L'enseignement de la philosophie s'avère, ainsi, capital, dans la construction d'une démocratie, pour la formation d'un citoyen éclairé. Peut-être que la grande utilité de cette matière est l'enseignement de la prise de distance vis-à-vis de toute opinion, en vue de l'examiner, de fuir toute attitude simpliste et réductrice, de prendre conscience qu'entre le blanc et le noir, il y a, souvent, le gris, de réaliser l'importance de la nuance, et de la complexité des choses.
Un remède contre l'extrémisme
Ce qui effraye, dans l'attitude des extrémistes, c'est l'absence totale du moindre doute, concernant leurs idées comme leurs actions, la conviction de posséder la vérité, alors que la pratique politique, chez tous, qu'ils soient de gauche ou de droite, est sujette au tâtonnement, à la rectification, au contact du réel, quand surgissent, par exemple, des données non prévues.
L'homme politique devrait être semblable à un fin stratège militaire. L'art politique, nous dit Edgar Morin, dans son livre ''La voie'', doit allier le principe de risque, au principe de précaution, selon un dosage qu'on ne peut jamais déterminer à l'avance.
Nous avons pensé, ainsi, que si nos politiques, de tous bords, étaient traversés par le doute, cela leur donnerait de la légèreté, plutôt que d'être aussi pesants, pour certains. Et ce n'est pas par hasard qu'avec les aberrations de l'extrémisme religieux, apparaisse l'expression «ignorance sacrée». Elle l'est, non seulement, parce qu'elle porte sur le thème du sacré, mais parce qu'elle s'affirme avec arrogance et n'a pas honte d'elle-même.

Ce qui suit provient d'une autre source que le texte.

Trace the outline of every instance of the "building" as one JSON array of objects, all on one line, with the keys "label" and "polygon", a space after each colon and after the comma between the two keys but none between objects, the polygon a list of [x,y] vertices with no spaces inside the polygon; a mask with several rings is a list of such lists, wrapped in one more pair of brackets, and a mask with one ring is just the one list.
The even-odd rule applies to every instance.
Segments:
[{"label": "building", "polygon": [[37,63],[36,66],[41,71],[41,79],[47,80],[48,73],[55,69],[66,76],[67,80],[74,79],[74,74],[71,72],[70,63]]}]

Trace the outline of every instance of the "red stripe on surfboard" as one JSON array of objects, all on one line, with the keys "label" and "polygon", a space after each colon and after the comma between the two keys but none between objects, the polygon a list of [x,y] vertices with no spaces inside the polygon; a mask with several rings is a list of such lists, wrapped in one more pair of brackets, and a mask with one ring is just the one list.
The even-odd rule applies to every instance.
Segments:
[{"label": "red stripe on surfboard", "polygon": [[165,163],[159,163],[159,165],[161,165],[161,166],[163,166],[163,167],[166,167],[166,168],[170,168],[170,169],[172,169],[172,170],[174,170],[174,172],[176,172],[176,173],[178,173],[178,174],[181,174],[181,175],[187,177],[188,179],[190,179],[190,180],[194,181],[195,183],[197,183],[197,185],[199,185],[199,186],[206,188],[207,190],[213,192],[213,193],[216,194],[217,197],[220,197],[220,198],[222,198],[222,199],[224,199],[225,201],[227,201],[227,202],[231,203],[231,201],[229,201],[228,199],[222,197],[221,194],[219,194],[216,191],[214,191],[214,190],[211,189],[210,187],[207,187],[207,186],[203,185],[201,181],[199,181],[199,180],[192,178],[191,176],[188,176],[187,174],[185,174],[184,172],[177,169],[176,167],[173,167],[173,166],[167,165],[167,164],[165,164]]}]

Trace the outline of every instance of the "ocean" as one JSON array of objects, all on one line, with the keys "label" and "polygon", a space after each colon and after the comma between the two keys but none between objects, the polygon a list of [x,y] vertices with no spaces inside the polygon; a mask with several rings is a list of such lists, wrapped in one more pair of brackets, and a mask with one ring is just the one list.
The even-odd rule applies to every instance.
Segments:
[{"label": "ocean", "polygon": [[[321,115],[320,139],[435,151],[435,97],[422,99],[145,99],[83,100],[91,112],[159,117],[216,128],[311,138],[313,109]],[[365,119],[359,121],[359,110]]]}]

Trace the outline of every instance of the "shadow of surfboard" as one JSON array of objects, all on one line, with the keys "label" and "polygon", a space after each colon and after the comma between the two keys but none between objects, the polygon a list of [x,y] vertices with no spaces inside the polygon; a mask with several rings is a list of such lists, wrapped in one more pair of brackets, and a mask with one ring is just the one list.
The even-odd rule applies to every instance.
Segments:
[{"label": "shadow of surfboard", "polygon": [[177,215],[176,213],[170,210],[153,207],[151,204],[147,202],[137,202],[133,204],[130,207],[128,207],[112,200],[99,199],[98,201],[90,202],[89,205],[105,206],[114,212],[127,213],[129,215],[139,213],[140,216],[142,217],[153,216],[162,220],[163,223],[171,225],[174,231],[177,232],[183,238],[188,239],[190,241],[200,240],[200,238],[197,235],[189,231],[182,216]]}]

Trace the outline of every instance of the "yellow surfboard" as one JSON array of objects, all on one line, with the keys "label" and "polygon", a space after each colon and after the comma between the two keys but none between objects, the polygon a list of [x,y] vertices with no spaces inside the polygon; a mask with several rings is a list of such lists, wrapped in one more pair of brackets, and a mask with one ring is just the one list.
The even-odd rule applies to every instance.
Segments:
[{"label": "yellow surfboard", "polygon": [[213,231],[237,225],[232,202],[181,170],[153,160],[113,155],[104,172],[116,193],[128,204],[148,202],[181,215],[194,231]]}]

Il ressort, de tout cela, la constatation de 2 attitudes:
- le dogmatisme – ou la certitude d'être dans la vérité – e trouvant chez les personnes pour qui le livre saint notamment, le Coran, dans ses prescriptions sociales, est un ensemble de recommandations immuables qui s'appliquent, en tout temps, en tout lieu, comme s'ils déniaient toute existence à un domaine de connaissance aussi fracassant, aussi bruyant que l'Histoire. Il y a, ainsi, un monde entre la position d'un Ibn Arabi, symbole même de l'ouverture, accueillant en lui-même toutes les croyances, et cela, il y a 8 siècles, et celle de plusieurs de nos contemporains, preuve que le passage du temps ne signifie pas, forcément, progrès;
- ou le cheminement sans fin vers la connaissance qui s'accompagne d'une distance critique très précieuse : grâce à elle, on sait – les croyances révélées de la religion, mises de côté, car objet de foi, donc, indiscutables – qu'il n'y a pas de vérité fixe et absolue, même dans les sciences, parce qu'il est, toujours, possible de reconstruire et de remanier ses théories, à la lumière de l'expérience; grâce à elle, aussi, on a une attitude mentale faite de souplesse qui nous rend, toujours, prêts à remettre en question notre information sur un point donné, si elle est contredite par la réalité. Reconnaissons que cette distance, cette souplesse mentale sont les acquis les plus précieux de la connaissance, indépendamment de son contenu.
En fin de compte, deux situations, apparemment, paradoxales, sont possibles: l'ignorance – triomphale – gorgée de certitude sur ce qu'elle croit savoir; et la connaissance – humble – qui, se sachant, relative, et, le plus souvent, non définitive, seule, est toujours prête à se réviser et à se remettre en question.